Chemistry plays a central role not only in describing and understanding environmental processes, but also in allowing the achievement of a correct balance between human activities and nature.

Human activities can sometimes change the natural balance dramatically, but at the same time they can also operate to recover or preserve fragile or compromised ecosystems from the human hand. Chemistry and environment are today an inseparable binomial. The Department's researchers work on both sides of environmental chemistry: On the one hand, they try to understand the characteristics of the chemical processes that occur in the ecosystems that surround us (from the most remote to our cities); on the other hand they work in the field of technologies aimed at de-pollution and recovery of polluted sites.

Research topics

The numerous processes, not only of a chemical nature, which have a central role in defining and maintaining the properties of an ecosystem (and therefore its systemic value) form a complex network of interactions whose understanding is the central topic of the chemistry of the environment. The increase in knowledge on chemical processes and on the dense network of interactions occurring within ecosystems drive our research in the environmental field.

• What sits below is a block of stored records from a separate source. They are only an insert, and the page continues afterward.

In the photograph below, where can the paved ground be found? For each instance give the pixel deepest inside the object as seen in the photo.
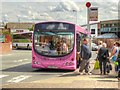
(17, 73)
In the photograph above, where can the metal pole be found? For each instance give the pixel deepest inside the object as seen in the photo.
(76, 17)
(88, 27)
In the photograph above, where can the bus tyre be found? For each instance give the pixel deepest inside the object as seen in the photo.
(16, 46)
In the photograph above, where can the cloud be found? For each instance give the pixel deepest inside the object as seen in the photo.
(66, 5)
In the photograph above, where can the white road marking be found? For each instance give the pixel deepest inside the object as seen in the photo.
(19, 78)
(5, 54)
(20, 60)
(1, 76)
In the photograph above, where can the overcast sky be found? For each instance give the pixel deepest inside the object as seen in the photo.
(66, 10)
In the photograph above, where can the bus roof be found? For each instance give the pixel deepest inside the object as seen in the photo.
(55, 21)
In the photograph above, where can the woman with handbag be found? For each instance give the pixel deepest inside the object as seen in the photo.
(103, 57)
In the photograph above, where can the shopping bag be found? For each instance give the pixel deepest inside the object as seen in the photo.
(96, 66)
(114, 58)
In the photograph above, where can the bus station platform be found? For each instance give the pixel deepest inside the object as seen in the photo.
(70, 81)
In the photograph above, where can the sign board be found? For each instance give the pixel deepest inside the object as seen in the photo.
(93, 14)
(2, 38)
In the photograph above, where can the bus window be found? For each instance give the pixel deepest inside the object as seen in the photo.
(54, 44)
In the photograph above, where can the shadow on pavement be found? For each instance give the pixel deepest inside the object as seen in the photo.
(69, 75)
(104, 76)
(28, 68)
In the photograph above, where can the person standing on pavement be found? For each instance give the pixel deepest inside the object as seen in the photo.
(85, 55)
(118, 60)
(103, 57)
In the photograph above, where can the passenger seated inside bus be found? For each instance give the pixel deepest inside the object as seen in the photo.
(64, 47)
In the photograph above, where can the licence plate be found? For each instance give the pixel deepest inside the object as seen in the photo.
(52, 67)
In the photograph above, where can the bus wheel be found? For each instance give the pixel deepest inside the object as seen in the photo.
(28, 46)
(16, 46)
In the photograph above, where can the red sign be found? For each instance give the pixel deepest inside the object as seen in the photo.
(88, 4)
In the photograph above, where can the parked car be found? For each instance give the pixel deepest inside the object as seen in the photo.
(94, 47)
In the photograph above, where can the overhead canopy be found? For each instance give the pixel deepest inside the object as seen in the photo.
(108, 35)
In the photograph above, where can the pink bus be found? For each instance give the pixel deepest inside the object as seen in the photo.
(55, 45)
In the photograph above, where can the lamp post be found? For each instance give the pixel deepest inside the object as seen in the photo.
(76, 15)
(88, 4)
(19, 16)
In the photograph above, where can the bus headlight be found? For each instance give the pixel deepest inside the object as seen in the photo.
(35, 62)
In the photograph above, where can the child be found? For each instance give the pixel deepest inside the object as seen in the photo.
(118, 60)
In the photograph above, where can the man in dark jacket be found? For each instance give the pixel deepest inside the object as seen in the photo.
(103, 56)
(85, 54)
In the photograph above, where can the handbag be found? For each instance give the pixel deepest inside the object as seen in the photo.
(114, 58)
(97, 66)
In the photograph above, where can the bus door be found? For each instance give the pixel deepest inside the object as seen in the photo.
(78, 45)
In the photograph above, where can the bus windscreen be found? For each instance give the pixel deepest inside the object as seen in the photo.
(53, 44)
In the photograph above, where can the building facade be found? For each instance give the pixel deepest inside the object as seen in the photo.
(19, 27)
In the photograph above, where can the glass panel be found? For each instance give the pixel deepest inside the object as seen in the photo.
(54, 43)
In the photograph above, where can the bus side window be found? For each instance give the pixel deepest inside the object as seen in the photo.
(78, 42)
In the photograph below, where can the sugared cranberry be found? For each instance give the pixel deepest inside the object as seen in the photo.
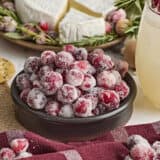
(48, 58)
(93, 98)
(23, 155)
(36, 99)
(19, 145)
(74, 77)
(69, 48)
(66, 111)
(106, 80)
(7, 154)
(51, 82)
(44, 26)
(23, 82)
(32, 64)
(64, 59)
(52, 108)
(136, 139)
(122, 89)
(83, 107)
(24, 94)
(83, 66)
(67, 94)
(80, 54)
(142, 152)
(110, 99)
(43, 70)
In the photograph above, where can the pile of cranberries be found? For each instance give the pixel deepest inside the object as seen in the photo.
(73, 82)
(18, 150)
(140, 149)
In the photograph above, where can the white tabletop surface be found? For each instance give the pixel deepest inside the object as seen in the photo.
(144, 112)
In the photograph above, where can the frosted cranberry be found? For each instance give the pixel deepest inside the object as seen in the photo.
(32, 64)
(67, 94)
(69, 48)
(80, 54)
(24, 94)
(74, 77)
(108, 27)
(7, 154)
(43, 70)
(110, 99)
(64, 59)
(136, 139)
(83, 107)
(88, 83)
(122, 89)
(66, 111)
(23, 82)
(52, 108)
(51, 82)
(36, 99)
(48, 58)
(33, 77)
(106, 80)
(93, 98)
(102, 62)
(24, 155)
(37, 84)
(142, 152)
(19, 145)
(83, 66)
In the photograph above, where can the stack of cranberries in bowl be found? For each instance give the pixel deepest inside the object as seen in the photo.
(72, 83)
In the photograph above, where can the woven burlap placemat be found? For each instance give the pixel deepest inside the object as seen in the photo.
(7, 116)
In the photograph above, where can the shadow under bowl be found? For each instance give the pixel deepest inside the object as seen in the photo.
(73, 129)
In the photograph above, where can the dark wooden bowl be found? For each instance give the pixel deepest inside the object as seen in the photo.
(73, 129)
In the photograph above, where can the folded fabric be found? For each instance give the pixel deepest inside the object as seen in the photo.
(109, 147)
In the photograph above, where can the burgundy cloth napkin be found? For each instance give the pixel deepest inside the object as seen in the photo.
(109, 147)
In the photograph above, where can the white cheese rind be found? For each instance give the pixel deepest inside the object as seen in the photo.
(50, 11)
(76, 25)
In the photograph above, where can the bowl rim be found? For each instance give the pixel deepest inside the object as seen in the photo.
(57, 119)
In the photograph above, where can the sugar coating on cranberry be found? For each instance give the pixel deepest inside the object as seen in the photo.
(7, 154)
(32, 64)
(136, 139)
(66, 111)
(67, 94)
(48, 58)
(64, 59)
(142, 152)
(23, 82)
(51, 82)
(36, 99)
(110, 99)
(19, 145)
(74, 77)
(122, 89)
(24, 94)
(69, 48)
(83, 66)
(52, 108)
(23, 155)
(93, 98)
(106, 80)
(43, 70)
(83, 107)
(80, 54)
(88, 83)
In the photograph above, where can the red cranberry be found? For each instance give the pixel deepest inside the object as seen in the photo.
(110, 99)
(83, 107)
(74, 77)
(64, 59)
(67, 94)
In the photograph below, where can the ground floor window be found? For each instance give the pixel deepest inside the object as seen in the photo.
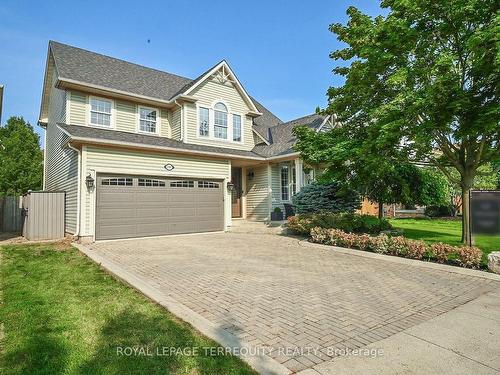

CHEMISTRY OF WATER, AIR AND SOIL COMPARTMENTS
The Department carries out studies aimed at understanding the main processes and mechanisms that define the chemistry of the water, air and soil compartments. Particular attention is paid to the role that sunlight has as a forcing of environmental processes both in the aqueous phase (with particular attention to the photoinduced self-purification processes of water), and in the atmosphere. Moreover, the role that human activities have in disrupting environmental equilibrium is studied (C. MineroV. MaurinoP. CalzaD. VioneD. FabbriM. Minella M. Passananti L. Carena).

DETERMINATION, FRACTION AND METAL SPECIATION
The application of analytical techniques capable of not interfering with chemical equilibria, supported by modeling and chemometric software, is used with the ultimate aim of determining the formation constants of inorganic and organic complexes of environmental interest (O. AbollinoM. MalandrinoS. Berto).

The anthropic activities can release in the different environmental sectors chemical species that might accumulate and cause irreversible changes. New technologies, new processes, and materials are studied and implemented in order to promote the removal of pollutants from waters, air, and soil. The Department's researchers provide their expertise to mitigate or remove the human footprint on the environment through well-established or innovative technologies. On these issues, the Department has developed strong industrial interactions, acquiring considerable problem solving skills.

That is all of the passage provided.